I have read here on ItsFOSS the various instructables for using QEMU and setting up a VM. Most of these are installing a different Linux distro and/or downloading the file from the web.
So I decided to first start with the document @nevj referenced installing Alpine Linux into a VM, since I had no idea how to point to my downloaded .iso file in terminal during the VM setup.
This worked mostly okay, despite the fact that I knew nothing about the network interface and how to set that up but the first issue I ran into and would like to resolve is VirtManager showing QEMU/KVM not starting/connecting.
Some research provided this (which I did, obviously without effect):
sudo apt install libvirt-daemon-driver-lxc
sudo systemctl restart libvirtd
The issue seems to be Permission Denied, and while setting up in CLI, I can chmod 700 (et al) but have not found a way to resolve this within VirtManager. The related issue also seems to be ālibvirtdā daemon not running. Here is the error output from VirtManager:
Unable to connect to libvirt qemu:///system.
Verify that the 'libvirtd' daemon is running.
Libvirt URI is: qemu:///system
Traceback (most recent call last):
File "/usr/share/virt-manager/virtManager/connection.py", line 923, in _do_open
self._backend.open(cb, data)
File "/usr/share/virt-manager/virtinst/connection.py", line 153, in open
conn = libvirt.openAuth(self._open_uri,
File "/usr/lib/python3/dist-packages/libvirt.py", line 148, in openAuth
raise libvirtError('virConnectOpenAuth() failed')

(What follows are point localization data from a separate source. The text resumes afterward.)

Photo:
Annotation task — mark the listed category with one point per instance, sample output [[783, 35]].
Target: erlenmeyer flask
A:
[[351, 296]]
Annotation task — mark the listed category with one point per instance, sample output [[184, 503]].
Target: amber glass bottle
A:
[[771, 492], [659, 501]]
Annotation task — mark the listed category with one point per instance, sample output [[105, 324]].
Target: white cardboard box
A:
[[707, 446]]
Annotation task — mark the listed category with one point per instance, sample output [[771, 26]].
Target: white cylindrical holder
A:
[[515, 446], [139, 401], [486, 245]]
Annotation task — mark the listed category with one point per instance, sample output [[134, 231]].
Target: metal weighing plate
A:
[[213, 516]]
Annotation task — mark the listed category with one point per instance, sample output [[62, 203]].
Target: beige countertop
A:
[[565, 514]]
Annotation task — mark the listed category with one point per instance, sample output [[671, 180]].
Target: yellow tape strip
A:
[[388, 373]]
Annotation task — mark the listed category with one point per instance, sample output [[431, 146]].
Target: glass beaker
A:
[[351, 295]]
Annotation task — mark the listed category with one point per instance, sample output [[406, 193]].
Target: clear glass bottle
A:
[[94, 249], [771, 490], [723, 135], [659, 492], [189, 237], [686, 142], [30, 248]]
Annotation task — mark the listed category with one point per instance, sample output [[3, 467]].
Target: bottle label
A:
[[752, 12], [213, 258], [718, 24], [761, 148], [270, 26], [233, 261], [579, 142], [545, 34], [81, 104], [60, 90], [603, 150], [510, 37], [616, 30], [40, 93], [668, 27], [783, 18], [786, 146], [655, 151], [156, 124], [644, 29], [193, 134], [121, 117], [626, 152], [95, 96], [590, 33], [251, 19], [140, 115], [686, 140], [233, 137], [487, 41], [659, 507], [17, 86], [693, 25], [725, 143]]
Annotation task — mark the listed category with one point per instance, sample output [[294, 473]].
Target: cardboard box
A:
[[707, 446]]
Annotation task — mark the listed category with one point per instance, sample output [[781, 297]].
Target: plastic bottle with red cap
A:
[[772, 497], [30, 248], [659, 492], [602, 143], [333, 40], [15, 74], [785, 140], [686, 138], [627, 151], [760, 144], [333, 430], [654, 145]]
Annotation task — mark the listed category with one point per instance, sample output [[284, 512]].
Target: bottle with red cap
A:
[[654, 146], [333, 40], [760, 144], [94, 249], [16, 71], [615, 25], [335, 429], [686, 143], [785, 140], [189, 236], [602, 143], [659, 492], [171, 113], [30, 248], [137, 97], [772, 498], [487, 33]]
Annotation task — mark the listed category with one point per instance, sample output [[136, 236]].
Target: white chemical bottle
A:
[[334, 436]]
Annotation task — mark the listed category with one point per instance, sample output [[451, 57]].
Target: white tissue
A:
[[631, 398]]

libvirt.libvirtError: Failed to connect socket to '/var/run/libvirt/libvirt-sock': Permission denied
Once I can resolve the connection, I think I can use the GUI to point to my iso for Windows 10 as well as the suggested virtio.iso I was advised to have available.
I decided to open a new topic under Tutorials & Resources due to the fact this relates to Windows, and, as such, will require additional steps or raise other issues that are relevant only to that OS.